Julia Smogor won the Bake-Off for her caramel, cream cheese and apple pie.

This recipe was the grand prize winner of the Pillsbury Bake-Off Contest in 1962.

Recipe courtesy of Pillsbury.

Every other winning recipe from the Pillsbury Bake-Off.



For the caramel sauce

  • 28 caramels, unwrapped
  • 1/2 Cup half-and-half or evaporated milk

For the crust

  • 2 1/2 Cups Pillsbury BEST All Purpose, Unbleached or Self Rising Flour
  • 1/4 Cup sugar
  • 1 1/2 Teaspoon salt
  • 1/2 Cup margarine or butter
  • 1/4 Cup oil
  • 1/4 Cup water
  • 1 egg, beaten

For the apple filling

  • 6 Cups sliced peeled apples (about 6 medium)
  • 1 Cup sugar
  • 1/3 Cup Pillsbury BEST All Purpose or Unbleached Flour
  • 1 to 2 Teaspoon grated lemon peel
  • 2 Tablespoons lemon juice

For the topping

  • 1 8-oz. package o cream cheese, softened
  • 1/3 Cup sugar
  • 1 egg


For the caramel sauce

Heat oven to 375 degrees F.

In small saucepan, combine caramels and half-and-half; cook over low heat, stirring occasionally, until caramels are melted.

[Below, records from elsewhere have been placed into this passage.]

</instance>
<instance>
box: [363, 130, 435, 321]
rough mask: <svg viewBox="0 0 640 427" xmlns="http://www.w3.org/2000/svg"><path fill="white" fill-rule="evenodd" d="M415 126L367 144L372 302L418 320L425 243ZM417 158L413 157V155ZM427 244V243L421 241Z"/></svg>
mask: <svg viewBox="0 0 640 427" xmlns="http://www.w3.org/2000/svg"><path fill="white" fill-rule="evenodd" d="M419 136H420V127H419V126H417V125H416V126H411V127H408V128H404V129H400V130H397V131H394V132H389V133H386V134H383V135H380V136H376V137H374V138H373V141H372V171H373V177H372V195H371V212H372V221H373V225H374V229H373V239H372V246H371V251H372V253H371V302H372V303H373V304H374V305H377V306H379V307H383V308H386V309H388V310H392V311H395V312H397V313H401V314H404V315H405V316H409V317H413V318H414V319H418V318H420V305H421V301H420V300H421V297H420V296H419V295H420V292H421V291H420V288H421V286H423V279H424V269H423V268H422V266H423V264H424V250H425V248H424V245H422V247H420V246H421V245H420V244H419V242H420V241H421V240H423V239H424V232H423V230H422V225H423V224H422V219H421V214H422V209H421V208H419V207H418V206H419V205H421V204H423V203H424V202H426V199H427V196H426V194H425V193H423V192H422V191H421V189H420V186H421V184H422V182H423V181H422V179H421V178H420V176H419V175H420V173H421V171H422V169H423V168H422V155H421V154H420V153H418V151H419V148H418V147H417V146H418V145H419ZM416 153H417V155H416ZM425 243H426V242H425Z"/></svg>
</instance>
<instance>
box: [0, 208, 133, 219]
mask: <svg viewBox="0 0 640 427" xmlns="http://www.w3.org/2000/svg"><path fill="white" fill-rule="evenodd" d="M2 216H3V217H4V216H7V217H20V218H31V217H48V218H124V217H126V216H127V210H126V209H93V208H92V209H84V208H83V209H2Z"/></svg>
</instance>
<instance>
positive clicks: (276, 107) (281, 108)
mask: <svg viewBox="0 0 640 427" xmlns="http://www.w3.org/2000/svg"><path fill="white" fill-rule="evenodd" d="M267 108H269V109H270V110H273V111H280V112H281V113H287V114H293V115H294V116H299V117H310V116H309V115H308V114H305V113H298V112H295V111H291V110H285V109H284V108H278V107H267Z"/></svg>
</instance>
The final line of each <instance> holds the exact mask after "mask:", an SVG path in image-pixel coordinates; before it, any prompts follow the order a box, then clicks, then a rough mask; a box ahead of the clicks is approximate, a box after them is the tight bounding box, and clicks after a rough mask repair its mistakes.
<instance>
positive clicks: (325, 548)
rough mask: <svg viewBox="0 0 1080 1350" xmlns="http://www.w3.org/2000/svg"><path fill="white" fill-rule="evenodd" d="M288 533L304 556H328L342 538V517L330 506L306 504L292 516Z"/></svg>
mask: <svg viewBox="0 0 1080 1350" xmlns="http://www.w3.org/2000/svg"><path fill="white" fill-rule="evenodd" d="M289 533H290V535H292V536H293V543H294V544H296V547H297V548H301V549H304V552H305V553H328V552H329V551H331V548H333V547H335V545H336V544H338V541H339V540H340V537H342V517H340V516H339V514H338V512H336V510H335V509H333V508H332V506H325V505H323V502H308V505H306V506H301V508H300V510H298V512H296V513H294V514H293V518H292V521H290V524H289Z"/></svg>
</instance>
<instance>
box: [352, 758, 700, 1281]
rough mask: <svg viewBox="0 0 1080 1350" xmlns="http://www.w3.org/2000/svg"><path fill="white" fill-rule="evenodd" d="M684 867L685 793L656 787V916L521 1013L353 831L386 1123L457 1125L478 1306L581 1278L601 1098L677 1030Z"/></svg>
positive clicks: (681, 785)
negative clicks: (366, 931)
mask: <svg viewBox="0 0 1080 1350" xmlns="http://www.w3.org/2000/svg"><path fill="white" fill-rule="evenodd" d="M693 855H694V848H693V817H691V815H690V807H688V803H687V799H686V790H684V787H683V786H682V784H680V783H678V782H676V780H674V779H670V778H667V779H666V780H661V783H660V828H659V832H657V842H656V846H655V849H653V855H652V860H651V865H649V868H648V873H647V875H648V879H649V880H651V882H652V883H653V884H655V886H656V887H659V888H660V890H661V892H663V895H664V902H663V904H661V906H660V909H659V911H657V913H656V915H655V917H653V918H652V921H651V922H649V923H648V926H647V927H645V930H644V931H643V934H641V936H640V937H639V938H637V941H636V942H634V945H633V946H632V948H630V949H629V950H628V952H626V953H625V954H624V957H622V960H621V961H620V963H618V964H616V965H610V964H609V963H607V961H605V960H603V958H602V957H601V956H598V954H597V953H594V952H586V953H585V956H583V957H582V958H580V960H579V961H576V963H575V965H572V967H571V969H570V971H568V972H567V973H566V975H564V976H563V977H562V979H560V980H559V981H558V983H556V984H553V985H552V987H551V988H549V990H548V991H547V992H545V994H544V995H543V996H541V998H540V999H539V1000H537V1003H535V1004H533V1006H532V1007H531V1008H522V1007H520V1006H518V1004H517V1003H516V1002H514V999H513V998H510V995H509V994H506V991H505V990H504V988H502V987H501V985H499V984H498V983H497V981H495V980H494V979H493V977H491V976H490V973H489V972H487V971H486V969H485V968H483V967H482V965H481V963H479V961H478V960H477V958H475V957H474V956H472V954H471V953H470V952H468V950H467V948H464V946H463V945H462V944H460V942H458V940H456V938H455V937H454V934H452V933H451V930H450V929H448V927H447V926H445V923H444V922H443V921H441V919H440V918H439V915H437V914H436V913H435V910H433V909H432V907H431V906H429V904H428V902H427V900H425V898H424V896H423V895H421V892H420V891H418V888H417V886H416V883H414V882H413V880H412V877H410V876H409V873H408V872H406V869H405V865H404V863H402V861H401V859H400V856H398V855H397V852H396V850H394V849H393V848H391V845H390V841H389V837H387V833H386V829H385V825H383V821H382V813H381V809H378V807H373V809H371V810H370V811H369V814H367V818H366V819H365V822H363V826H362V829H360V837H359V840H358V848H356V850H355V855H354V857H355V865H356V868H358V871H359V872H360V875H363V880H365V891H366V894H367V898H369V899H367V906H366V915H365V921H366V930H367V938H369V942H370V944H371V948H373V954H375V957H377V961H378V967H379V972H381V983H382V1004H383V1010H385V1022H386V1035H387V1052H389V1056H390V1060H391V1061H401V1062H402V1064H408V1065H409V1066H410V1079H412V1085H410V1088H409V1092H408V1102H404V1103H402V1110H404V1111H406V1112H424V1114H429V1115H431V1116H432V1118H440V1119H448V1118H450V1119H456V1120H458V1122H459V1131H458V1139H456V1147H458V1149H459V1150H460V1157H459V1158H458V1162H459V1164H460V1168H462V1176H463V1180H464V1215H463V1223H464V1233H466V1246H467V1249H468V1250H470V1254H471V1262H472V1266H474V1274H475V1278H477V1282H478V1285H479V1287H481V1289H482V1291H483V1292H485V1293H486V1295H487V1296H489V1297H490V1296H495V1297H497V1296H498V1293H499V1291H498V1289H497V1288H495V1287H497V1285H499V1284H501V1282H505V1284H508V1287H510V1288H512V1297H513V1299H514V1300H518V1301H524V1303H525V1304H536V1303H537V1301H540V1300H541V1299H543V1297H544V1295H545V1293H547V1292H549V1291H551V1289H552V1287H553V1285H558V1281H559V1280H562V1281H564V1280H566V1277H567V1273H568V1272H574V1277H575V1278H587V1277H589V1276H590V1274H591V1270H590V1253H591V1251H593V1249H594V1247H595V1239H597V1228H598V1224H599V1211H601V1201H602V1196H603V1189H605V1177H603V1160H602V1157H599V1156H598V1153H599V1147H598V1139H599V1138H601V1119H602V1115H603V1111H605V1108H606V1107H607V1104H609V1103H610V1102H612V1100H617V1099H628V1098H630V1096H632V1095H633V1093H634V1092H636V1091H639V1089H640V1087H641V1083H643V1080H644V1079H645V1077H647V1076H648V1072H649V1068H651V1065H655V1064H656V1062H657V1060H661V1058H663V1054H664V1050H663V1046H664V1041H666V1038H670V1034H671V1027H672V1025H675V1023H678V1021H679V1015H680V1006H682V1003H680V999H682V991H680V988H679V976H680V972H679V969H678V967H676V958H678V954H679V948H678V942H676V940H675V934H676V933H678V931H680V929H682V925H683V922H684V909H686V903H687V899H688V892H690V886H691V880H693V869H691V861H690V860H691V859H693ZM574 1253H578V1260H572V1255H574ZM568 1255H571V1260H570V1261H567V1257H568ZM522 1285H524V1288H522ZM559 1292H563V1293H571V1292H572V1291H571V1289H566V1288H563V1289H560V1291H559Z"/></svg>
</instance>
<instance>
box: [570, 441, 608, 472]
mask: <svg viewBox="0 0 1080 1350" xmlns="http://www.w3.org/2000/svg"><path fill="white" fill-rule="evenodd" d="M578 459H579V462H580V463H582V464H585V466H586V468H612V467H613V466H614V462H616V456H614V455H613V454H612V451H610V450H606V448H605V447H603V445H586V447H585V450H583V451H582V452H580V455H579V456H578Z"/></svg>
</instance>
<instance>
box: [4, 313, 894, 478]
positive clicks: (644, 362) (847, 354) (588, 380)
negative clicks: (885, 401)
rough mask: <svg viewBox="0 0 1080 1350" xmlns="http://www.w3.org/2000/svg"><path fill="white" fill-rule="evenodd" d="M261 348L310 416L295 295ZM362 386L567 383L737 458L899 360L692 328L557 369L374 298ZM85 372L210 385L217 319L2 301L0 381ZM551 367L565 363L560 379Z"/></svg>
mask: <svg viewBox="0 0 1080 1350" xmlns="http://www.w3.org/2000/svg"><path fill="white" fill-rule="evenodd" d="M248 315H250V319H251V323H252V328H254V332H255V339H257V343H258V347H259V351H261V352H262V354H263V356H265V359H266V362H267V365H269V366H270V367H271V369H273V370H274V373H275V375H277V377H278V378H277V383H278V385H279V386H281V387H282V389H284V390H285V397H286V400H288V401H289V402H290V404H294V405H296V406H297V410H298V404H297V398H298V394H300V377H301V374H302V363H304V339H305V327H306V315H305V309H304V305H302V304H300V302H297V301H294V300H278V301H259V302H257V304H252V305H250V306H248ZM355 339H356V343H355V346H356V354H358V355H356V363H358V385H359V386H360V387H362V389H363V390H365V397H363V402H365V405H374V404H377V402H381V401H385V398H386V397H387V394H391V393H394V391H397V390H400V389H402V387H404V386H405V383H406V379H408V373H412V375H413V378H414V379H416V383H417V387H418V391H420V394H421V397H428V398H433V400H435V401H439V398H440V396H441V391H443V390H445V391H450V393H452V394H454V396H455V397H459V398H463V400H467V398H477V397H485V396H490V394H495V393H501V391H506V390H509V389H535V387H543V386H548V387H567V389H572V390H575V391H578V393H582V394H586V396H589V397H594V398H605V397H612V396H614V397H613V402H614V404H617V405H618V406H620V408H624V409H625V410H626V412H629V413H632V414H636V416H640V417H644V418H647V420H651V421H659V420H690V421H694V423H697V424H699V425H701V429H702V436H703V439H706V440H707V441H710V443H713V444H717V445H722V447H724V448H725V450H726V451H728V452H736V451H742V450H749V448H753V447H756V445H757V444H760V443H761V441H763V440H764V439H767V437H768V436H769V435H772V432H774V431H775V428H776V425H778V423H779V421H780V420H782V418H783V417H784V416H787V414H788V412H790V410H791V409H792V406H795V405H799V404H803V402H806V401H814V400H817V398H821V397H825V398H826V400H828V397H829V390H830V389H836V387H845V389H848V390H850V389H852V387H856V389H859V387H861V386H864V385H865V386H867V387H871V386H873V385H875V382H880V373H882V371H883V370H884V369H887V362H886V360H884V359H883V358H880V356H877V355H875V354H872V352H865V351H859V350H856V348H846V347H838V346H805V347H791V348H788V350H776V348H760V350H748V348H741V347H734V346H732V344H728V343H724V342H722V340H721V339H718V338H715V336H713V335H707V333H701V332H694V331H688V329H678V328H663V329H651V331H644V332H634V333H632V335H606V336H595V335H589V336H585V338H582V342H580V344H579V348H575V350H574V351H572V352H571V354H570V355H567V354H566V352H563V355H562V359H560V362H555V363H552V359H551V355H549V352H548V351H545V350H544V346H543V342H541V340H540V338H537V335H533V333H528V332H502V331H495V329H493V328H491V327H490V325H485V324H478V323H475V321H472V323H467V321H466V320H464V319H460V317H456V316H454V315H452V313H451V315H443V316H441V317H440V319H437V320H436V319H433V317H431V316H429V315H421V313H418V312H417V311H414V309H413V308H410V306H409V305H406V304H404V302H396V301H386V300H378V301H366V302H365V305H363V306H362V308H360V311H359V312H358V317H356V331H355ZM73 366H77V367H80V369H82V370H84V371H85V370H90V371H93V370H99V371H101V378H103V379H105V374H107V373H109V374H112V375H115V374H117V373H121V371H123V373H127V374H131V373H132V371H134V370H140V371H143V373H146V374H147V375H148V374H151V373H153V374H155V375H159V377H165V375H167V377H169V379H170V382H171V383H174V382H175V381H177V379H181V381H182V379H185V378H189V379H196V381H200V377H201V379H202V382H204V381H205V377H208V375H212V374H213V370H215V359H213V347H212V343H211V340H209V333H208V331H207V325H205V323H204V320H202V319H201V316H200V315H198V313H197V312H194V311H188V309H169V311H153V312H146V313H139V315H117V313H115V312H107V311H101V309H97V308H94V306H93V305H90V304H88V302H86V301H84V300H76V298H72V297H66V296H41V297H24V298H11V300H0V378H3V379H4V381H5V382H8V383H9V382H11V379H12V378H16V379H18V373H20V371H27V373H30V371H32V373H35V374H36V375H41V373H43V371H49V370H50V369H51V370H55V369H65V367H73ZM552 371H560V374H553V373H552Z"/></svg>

Keep warm.

For the crust

Lightly spoon flour into measuring cup; level off. In large bowl, combine 2 1/2 cups flour, 1/4 cup sugar and salt. With pastry blender or fork, cut in margarine until mixture resembles coarse crumbs. Add oil, water and egg; mix well. Press crust mixture evenly in bottom and up sides of ungreased 15x10x1-inch baking pan

For the apple filling

In large bowl, combine all apple filling ingredients; toss lightly. Spoon into crust-lined pan. Drizzle warm caramel sauce over apples.

For the topping

In small bowl, combine all topping ingredients except nuts; beat until smooth. Spoon over apples, spreading slightly. Sprinkle with nuts.

Bake at 375 degrees F for 35 to 45 minutes or until light golden brown. Cool. Cut into squares. Store in refrigerator.